Longitudinal Trends In Corneal Collagen Cross-Linking (Cxl): Caseload And Demographic Shifts At A London Tertiary Centre (2013–2024)

Published 2025 - 43rd Congress of the ESCRS

Reference: PO477 | Type: Free paper | DOI: 10.82333/b36y-2v54

Authors: Piyaphat Jaruniphakul* 1 , Thammanoon Surachatkumtonekul 1 , Prapasson Sangsre 1

1Ophthalmology,Siriraj hospital, mahidol university,Bangkok,Thailand

Purpose

Corneal collagen cross-linking (CXL) has been the primary treatment for progressive corneal ectasias, most commonly keratoconus, since its introduction in 2003. This is the first study to examine CXL trends over a course of a decade including the impact of the COVID-19 pandemic on case numbers. Understanding both how, and the rate at which CXL caseload is changing can help departments allocate their resources in the future.

Setting

A retrospective cohort audit was performed at a tertiary center in London, analysing all 424 CXL procedures on individual eyes conducted between 9th December 2013 and 1st September 2024.

Methods

Patient records were identified using Medisoft’s audit tool of CXL procedures since 2013 and subsequently manually reviewed to extract data on age, sex, operation date, and treatment indication. No patients were excluded and there were no incomplete patient records on the above parameters analysed. Trends in procedural volume, mean patient age, sex distribution, and clinical indications over time were evaluated using linear regression analyses (in yearly intervals) on GraphPad.

Results

The number of CXL procedures increased significantly over time from 12 cases performed over 2013- 2014 to 99 cases in 2024 (p=0.00030, R²=0.75). Mean patient age showed a modest, non-significant decline (p=0.082, R²=0.0055) and the proportion of female patients rose significantly (p=0.017, R²=0.45). Keratoconus remained the predominant indication (97% of cases), with an increase in post-LASIK ectasia cases noted in 2023–2024 (80% of cases of subgroup). The other subgroup included patients with pellucid marginal degeneration (2 cases in 2024 only).
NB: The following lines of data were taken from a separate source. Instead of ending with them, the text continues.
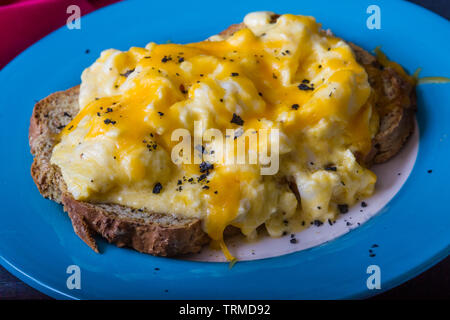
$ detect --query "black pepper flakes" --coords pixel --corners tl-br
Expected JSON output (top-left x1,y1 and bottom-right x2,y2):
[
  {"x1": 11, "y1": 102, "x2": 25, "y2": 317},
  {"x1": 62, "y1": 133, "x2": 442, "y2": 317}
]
[
  {"x1": 298, "y1": 83, "x2": 314, "y2": 91},
  {"x1": 200, "y1": 161, "x2": 214, "y2": 173},
  {"x1": 120, "y1": 69, "x2": 134, "y2": 78},
  {"x1": 324, "y1": 164, "x2": 337, "y2": 171},
  {"x1": 313, "y1": 220, "x2": 323, "y2": 227},
  {"x1": 103, "y1": 119, "x2": 116, "y2": 125}
]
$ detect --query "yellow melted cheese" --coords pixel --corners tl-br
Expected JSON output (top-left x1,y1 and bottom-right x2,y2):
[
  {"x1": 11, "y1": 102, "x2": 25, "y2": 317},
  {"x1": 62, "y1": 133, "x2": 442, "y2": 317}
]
[{"x1": 51, "y1": 12, "x2": 378, "y2": 259}]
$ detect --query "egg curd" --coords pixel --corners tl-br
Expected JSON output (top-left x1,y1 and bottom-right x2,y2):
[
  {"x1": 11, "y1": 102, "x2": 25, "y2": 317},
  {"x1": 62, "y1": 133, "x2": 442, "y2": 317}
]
[{"x1": 51, "y1": 12, "x2": 378, "y2": 259}]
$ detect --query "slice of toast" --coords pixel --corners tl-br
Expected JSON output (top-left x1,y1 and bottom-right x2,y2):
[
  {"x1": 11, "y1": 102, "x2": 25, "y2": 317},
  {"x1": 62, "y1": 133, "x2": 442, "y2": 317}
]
[{"x1": 29, "y1": 18, "x2": 415, "y2": 256}]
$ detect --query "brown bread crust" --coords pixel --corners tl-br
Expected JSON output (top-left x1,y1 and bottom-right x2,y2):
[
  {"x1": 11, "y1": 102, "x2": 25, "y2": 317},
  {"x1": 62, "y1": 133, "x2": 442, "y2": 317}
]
[{"x1": 29, "y1": 87, "x2": 209, "y2": 256}]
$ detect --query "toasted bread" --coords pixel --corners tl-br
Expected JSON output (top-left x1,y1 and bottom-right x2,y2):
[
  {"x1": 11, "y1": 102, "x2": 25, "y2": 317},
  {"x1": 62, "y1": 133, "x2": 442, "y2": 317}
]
[
  {"x1": 29, "y1": 86, "x2": 209, "y2": 256},
  {"x1": 29, "y1": 17, "x2": 415, "y2": 256}
]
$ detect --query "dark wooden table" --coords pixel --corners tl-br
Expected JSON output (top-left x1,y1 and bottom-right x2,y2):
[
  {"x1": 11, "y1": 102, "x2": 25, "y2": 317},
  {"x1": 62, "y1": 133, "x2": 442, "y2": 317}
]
[{"x1": 0, "y1": 0, "x2": 450, "y2": 300}]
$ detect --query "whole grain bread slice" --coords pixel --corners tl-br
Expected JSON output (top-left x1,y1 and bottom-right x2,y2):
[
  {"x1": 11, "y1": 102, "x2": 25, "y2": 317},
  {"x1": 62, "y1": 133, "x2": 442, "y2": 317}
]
[
  {"x1": 29, "y1": 86, "x2": 209, "y2": 256},
  {"x1": 29, "y1": 20, "x2": 416, "y2": 256},
  {"x1": 219, "y1": 21, "x2": 417, "y2": 167}
]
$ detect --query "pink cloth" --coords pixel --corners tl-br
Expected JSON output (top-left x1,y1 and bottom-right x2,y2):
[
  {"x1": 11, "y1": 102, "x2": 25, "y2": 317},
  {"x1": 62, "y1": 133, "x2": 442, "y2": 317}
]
[{"x1": 0, "y1": 0, "x2": 120, "y2": 69}]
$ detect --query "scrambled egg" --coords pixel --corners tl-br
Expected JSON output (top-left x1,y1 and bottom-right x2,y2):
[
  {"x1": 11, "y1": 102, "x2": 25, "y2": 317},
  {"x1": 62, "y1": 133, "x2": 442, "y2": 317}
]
[{"x1": 51, "y1": 12, "x2": 378, "y2": 258}]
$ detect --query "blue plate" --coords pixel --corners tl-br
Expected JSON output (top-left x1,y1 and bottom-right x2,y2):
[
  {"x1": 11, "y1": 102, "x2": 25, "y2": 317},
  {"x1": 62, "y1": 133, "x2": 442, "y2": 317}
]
[{"x1": 0, "y1": 0, "x2": 450, "y2": 299}]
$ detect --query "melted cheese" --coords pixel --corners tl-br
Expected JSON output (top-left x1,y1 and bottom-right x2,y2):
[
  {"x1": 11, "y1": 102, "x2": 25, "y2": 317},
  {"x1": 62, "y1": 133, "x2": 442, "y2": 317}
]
[{"x1": 51, "y1": 12, "x2": 378, "y2": 259}]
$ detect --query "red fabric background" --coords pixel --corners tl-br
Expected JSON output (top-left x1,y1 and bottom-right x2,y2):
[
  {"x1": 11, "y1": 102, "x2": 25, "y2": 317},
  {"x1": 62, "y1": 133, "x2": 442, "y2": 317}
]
[{"x1": 0, "y1": 0, "x2": 120, "y2": 69}]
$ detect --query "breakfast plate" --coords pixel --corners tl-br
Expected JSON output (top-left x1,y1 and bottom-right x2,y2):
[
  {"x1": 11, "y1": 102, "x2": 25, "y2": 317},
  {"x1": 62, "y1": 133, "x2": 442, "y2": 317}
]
[{"x1": 0, "y1": 1, "x2": 450, "y2": 299}]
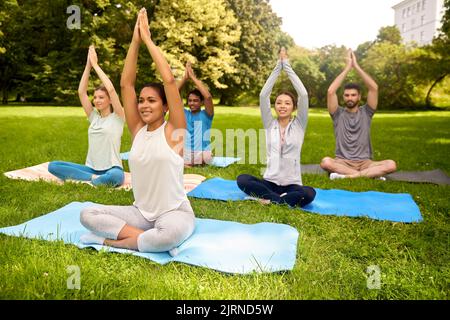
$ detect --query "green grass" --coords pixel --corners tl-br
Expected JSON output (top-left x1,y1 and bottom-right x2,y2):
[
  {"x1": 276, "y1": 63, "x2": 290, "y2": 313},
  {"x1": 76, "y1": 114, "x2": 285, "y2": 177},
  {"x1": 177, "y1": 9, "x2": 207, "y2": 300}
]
[{"x1": 0, "y1": 107, "x2": 450, "y2": 299}]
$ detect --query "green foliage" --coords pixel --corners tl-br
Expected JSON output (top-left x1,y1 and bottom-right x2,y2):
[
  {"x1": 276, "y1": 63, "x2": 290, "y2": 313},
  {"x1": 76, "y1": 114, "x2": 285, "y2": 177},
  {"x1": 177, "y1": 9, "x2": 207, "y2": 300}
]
[
  {"x1": 218, "y1": 0, "x2": 293, "y2": 105},
  {"x1": 0, "y1": 0, "x2": 450, "y2": 108},
  {"x1": 0, "y1": 107, "x2": 450, "y2": 300},
  {"x1": 150, "y1": 0, "x2": 241, "y2": 88}
]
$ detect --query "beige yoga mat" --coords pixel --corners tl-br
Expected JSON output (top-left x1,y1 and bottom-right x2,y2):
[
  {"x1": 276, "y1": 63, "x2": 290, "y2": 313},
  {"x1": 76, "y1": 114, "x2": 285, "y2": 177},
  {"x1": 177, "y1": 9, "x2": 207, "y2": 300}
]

The timing of the COVID-19 pandemic coincided with a temporary decline in procedural volume in 2020 (28 cases), followed by an increase in 2021–2022 (38 and 41 procedures respectively).

Conclusions

Over the past decade, the volume of CXL procedures has increased significantly, likely due to an expansion in the range of accepted indications, and recent post-pandemic service backlogs. Further multi-center studies are needed to confirm the generalisability of these trends.